Il Papa ha così concluso la catechesi in italiano: “Cari fratelli, come membri della Chiesa, – domando – siamo consapevoli della bellezza di questo dono che ci offre Dio stesso? Sentiamo la gioia di questa cura, di questa attenzione materna che la Chiesa ha verso di noi? Sappiamo valorizzarla con semplicità? Non dimentichiamo che Dio non si stanca mai di perdonarci; mediante il ministero del sacerdote ci stringe in un nuovo abbraccio che ci rigenera e ci permette di rialzarci e riprendere di nuovo il cammino. Perché questa è la nostra vita: continuamente rialzarsi e riprendere il cammino. Grazie!”.

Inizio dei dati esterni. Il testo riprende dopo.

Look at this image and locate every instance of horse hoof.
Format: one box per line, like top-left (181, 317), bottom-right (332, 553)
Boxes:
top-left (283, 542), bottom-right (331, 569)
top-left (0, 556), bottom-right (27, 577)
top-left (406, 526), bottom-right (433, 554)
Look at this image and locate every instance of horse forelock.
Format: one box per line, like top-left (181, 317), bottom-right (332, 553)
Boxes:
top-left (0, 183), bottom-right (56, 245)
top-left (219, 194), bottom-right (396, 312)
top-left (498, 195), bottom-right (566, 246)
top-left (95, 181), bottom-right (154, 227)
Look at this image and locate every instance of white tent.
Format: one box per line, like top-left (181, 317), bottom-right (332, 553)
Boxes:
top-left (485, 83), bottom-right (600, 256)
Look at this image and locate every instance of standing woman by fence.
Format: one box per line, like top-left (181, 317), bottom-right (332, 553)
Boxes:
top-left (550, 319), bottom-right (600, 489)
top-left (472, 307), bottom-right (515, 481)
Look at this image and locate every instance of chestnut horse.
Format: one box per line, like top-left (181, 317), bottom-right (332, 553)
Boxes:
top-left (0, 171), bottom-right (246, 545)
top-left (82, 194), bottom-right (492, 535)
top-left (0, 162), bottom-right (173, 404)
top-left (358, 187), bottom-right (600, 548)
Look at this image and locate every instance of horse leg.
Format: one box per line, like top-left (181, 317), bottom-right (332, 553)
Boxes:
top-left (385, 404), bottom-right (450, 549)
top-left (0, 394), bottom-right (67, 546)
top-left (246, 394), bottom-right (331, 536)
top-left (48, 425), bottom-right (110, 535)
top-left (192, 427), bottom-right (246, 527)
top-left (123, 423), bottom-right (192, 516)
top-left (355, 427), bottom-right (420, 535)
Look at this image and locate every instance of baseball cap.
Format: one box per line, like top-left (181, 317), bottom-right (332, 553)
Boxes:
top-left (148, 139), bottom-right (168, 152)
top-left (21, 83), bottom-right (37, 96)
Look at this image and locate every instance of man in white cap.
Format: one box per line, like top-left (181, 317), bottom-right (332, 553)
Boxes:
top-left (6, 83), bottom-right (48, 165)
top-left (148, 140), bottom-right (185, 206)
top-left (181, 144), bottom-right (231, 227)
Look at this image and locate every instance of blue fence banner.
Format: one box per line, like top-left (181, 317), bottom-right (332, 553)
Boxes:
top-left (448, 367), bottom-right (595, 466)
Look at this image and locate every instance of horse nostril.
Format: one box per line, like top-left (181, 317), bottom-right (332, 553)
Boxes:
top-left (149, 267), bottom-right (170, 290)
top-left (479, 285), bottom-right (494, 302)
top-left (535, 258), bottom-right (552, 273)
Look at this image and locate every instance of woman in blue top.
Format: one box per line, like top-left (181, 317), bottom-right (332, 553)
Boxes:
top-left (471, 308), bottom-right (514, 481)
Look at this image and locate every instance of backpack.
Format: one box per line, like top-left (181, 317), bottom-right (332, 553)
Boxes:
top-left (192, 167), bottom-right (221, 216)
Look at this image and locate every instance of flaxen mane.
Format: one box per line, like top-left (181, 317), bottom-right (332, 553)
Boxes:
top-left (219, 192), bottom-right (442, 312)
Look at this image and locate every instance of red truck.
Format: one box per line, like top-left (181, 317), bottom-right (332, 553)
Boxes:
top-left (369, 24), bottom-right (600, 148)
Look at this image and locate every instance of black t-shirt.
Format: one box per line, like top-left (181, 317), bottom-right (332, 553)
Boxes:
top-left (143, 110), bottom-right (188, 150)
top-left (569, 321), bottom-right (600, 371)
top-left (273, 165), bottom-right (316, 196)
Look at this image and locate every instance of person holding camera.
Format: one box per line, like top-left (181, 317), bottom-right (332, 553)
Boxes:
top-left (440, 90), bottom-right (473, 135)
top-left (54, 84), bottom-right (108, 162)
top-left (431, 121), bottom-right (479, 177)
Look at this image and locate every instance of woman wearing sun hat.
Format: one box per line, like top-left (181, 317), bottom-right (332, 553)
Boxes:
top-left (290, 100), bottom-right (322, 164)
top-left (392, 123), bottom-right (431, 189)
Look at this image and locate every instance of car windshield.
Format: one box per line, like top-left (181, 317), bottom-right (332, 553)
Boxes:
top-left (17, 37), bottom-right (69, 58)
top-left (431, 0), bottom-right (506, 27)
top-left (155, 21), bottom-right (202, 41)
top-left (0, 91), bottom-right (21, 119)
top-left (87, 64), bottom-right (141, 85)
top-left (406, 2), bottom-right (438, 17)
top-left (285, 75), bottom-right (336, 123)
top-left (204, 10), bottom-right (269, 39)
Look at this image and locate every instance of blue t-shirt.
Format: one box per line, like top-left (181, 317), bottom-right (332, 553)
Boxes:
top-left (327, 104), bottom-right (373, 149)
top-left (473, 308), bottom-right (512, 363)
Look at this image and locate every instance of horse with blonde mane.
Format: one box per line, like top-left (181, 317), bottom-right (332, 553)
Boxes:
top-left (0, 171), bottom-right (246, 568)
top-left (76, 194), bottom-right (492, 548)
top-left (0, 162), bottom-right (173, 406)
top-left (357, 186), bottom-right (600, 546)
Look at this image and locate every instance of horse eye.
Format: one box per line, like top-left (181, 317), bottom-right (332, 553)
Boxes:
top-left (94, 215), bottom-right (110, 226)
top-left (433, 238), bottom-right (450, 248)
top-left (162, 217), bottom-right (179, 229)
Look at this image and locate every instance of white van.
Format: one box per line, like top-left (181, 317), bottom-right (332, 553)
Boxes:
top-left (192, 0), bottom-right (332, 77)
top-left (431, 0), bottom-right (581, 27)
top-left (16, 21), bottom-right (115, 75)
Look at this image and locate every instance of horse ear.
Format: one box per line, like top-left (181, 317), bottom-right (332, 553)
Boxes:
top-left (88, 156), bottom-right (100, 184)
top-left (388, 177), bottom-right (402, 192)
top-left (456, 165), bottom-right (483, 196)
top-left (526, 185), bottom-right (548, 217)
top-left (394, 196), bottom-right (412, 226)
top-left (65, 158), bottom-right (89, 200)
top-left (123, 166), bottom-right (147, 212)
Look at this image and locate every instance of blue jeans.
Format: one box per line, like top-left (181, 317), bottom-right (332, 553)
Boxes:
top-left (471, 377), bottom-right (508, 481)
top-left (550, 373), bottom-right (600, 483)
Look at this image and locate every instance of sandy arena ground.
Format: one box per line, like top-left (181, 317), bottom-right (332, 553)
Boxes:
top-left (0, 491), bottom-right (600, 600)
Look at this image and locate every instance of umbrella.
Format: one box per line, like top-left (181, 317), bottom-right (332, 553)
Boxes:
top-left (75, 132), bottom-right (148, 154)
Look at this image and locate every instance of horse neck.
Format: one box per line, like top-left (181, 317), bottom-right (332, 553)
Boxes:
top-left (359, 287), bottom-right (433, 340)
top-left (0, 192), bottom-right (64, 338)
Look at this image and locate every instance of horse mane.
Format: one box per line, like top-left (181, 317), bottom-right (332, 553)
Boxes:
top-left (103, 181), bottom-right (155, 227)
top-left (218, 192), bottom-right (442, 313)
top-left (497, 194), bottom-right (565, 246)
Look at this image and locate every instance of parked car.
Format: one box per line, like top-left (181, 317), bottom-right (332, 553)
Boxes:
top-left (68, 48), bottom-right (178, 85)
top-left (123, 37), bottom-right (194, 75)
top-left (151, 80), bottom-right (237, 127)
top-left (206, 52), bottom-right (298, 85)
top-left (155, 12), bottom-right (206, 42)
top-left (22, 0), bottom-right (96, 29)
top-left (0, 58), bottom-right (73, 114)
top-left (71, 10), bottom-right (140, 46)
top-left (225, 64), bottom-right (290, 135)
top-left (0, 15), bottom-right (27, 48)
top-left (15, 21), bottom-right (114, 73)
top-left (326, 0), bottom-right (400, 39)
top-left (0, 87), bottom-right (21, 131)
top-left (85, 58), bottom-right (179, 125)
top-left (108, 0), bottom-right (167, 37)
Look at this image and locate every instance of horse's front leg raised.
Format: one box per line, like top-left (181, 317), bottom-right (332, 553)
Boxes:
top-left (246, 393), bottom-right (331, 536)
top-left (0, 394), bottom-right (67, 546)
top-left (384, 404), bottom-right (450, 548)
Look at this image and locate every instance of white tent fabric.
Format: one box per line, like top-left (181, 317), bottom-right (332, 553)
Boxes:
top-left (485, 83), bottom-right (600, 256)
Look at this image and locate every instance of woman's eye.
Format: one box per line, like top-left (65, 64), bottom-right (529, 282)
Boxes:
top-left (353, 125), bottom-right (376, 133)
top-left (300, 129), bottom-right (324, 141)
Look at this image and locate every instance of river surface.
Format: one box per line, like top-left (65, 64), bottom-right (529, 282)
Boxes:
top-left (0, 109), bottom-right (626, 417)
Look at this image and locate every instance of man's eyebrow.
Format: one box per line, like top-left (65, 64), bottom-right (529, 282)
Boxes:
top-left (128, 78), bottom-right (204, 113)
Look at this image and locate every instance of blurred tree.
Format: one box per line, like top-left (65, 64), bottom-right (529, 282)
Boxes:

Tra i saluti ai pellegrini presenti, ha rivolto un particolare pensiero ai cappellani degli emigrati polacchi, giunti da diversi angoli del mondo:
“Cari sacerdoti, sapete bene che l’emigrazione – qualsiasi sia la sua ragione – comporta tante preoccupazioni, problemi e pericoli, causati dalla rottura dalle radici storiche, culturali e spesso anche familiari. Cercate con zelo di venire incontro alle necessità dei vostri connazionali e abbiate cura del loro sviluppo spirituale. Aiutateli a conservare la loro fede e ad esserne testimoni nelle società nelle quali vivono”.